Even when pain is the primary driver, age and taste factors in as well.

Watch a n00b get varying treatment from the hardcore backpackers on thorntree:

Here's my favorite part of the comments: "Most of the itineraries I see posted here are extremely city-centric. In those cases, either a backpack or a suitcase would suffice. But I think a certain percentage of travelers buy a backpack simply to assure themselves that they are backpackers and that what they are doing is indeed backpacking.

I will say this: the people I see with unmanageably huge rolling suitcases tend to be middle aged or older. The people I see with huge overstuffed backpacks tend to be much younger.

If you travel light and if you're not planning on taking a dump in the woods, I really don't see a difference."


I feel like I should include a whole series of links about duffels, because there's this incredible, highly masculine, minimalist aesthetic that really cracks me up (shades of Jan Michael Vincent in the made for TV adaptation of Wouk's The Winds of War, tossing that incredible leather duffel in the back seat -- ah, the 1980s! Very little leather over on Gear Patrol's 2013 roundup of cool bags Too many people looking for vegan friendly bags, maybe?). I'll include at least a few.

Best American Duffel, in Seattle (!!!) makes BadBags. Mmmm. We love those acronyms. Maybe not that color scheme, tho.

Maybe Montana, instead?

They want to make absolutely sure that you're on board with this whole we-carry-bags-on-our-shoulders-because-we-are-strong thing. Their gift card graphic is an old-skool pinup style:

I question whether those arms could lift that bag, never mind just one arm. OTOH, maybe it only has the packing material in it?

Tom Bihn bags are a little tough to categorize, which may explain why their product descriptions have paragraph after paragraph -- honestly, they make me sound concise.

But they are prepared to call that a duffel, at least in part. I think the theory there was to produce something that exactly matched the specs for carry-on.

Also in Seattle. I believe my friend K. first brought these folks to my attention, around the time the first iPad came out and I was looking for a good bag for it (I loved the Timbuk2 -- also Seattle -- CandyBar, but retired it when I switched to the mini, which I'm on my second one of and I lllluuuuurve it because I can pretty much carry anything I want now without having to buy something special for the electronics. Win!).

These guys have created a table:

Their criteria appear to be as follows: D opening? Backpack straps? Not too heavy? Secondary criteria involve how hard is it to hook to a sled. I don't think these guys worry about whether it counts as oversize for checked or fits in the overhead.

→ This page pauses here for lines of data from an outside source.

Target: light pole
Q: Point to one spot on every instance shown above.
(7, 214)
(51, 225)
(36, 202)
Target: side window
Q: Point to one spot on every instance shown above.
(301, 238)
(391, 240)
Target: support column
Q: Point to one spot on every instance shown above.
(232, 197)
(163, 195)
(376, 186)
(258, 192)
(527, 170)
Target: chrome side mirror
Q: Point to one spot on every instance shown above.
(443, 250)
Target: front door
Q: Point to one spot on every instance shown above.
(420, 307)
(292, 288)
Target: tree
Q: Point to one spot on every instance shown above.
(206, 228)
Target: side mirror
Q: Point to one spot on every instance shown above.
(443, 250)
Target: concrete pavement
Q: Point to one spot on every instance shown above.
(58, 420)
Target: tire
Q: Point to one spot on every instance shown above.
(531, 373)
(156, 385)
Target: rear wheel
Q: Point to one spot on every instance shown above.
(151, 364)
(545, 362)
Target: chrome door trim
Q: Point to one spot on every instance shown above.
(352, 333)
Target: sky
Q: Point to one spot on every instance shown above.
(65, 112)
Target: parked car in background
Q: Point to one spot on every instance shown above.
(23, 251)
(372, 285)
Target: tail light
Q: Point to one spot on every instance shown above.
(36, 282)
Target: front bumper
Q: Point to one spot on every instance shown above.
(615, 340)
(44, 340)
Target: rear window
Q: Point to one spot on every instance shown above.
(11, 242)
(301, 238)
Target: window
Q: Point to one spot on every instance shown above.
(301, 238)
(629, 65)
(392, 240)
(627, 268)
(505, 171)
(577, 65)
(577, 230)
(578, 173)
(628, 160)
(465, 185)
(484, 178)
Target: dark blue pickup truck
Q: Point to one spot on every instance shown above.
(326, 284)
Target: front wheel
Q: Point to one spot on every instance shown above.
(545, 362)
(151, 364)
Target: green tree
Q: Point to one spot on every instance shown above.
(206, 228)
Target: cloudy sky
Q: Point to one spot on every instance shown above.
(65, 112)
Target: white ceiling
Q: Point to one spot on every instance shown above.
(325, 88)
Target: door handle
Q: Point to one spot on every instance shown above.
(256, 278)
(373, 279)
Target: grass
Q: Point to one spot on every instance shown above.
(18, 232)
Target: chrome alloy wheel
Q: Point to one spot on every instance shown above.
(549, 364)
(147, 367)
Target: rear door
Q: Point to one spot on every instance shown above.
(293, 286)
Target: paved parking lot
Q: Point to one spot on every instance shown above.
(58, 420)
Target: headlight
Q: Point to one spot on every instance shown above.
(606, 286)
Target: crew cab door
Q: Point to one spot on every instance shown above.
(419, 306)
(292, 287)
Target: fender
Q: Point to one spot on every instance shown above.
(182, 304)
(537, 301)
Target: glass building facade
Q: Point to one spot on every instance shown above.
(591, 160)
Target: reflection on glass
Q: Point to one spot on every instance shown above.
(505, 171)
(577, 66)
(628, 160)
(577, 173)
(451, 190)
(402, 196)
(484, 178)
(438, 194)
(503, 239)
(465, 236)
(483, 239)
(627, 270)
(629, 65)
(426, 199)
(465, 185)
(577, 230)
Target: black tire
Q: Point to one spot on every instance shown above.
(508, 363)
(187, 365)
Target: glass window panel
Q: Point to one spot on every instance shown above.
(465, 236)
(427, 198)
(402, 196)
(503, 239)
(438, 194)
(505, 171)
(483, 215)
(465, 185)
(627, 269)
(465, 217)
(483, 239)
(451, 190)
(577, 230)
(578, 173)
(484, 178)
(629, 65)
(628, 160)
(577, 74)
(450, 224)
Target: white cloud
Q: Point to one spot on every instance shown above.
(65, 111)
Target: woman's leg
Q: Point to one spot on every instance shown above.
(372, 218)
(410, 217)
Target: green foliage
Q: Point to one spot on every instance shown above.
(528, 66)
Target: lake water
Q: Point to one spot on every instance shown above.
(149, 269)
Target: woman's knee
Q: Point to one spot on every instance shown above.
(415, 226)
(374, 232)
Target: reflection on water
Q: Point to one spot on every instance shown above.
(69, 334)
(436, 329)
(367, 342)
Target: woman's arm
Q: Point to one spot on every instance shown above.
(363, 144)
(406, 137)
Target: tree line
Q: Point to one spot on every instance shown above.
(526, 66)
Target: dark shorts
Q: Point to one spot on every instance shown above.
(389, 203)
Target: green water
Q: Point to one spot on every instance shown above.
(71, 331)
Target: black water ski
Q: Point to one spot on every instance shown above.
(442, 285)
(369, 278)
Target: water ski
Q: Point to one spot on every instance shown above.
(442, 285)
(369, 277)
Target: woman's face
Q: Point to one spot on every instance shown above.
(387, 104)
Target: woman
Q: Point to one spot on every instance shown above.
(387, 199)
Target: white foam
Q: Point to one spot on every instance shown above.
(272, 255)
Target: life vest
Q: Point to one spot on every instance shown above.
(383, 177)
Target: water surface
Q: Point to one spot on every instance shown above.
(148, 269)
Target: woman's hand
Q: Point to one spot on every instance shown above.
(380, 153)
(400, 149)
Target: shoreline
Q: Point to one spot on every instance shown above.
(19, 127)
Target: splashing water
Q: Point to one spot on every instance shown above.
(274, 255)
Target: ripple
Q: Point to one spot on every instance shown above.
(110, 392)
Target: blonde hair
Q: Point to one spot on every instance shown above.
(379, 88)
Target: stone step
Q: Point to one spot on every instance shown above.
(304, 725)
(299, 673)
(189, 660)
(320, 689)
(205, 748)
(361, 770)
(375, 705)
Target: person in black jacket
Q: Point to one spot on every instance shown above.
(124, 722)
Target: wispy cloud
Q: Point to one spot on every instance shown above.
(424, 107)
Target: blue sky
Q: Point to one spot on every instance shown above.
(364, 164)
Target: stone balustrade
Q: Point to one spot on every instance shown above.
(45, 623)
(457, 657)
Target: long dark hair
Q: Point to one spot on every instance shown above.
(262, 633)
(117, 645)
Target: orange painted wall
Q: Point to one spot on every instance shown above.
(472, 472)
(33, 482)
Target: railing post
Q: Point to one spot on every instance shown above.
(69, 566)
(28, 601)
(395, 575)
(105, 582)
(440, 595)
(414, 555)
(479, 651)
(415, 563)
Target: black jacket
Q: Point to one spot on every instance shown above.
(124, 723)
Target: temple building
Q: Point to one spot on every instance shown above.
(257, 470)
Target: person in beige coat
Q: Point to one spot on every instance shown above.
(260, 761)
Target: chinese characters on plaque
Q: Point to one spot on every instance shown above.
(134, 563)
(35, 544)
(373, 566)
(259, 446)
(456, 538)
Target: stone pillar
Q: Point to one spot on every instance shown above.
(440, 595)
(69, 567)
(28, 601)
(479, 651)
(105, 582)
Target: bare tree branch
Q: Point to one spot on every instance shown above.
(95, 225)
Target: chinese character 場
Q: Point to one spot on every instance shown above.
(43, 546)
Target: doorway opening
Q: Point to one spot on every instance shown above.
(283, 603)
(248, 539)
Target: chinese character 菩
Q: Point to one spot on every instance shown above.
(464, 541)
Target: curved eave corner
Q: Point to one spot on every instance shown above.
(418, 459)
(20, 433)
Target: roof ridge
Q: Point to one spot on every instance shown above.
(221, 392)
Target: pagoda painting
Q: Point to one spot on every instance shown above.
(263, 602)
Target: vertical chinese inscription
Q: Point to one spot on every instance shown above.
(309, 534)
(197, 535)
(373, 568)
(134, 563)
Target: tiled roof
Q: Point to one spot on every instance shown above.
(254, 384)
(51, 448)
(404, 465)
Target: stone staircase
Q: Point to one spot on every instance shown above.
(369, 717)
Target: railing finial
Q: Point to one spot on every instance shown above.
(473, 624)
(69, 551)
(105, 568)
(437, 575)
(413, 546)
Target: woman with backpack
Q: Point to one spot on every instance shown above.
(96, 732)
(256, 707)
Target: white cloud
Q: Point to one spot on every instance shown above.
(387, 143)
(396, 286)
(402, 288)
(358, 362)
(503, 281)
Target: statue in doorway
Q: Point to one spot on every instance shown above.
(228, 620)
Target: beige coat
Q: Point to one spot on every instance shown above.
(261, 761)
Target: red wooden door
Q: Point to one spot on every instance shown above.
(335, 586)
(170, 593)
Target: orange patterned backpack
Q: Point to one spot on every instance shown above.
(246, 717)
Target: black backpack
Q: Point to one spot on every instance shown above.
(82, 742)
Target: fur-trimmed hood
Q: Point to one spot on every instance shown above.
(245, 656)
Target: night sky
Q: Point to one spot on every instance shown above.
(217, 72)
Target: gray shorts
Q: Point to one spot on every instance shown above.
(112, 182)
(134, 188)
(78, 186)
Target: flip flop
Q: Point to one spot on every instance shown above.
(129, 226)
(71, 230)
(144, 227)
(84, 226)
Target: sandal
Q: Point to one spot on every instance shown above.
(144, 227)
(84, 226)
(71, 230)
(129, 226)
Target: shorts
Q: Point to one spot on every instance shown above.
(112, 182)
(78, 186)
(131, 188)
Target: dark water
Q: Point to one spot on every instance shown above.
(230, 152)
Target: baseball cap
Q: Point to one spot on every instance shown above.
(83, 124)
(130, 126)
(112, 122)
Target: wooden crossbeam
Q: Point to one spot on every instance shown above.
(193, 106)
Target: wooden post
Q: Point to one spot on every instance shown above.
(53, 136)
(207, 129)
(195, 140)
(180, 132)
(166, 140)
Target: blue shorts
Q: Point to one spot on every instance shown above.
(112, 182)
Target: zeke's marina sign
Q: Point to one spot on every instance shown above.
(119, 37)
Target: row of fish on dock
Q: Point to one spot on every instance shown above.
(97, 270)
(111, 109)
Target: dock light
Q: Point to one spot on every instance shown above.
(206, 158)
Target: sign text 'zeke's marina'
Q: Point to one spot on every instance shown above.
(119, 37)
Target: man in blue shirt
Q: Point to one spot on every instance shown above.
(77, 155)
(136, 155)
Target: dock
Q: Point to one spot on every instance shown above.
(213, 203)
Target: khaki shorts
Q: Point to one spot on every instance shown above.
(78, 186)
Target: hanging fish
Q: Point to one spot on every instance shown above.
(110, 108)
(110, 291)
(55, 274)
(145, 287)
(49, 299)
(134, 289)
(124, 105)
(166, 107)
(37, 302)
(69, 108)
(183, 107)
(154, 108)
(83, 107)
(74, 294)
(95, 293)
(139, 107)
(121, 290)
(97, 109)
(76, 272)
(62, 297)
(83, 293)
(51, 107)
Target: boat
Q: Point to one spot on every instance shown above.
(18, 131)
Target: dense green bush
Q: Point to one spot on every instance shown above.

And I'm going to stop now, because duffels are a whole "thing" where there are all these technical uses that are designed to, and then people just bring them to the gym or whatever. I don't get it at all, so other than pointing and going, wha? I have little to offer (in their favor, even highly technical duffels are quite inexpensive as luggage goes, and reusability does count for something, too).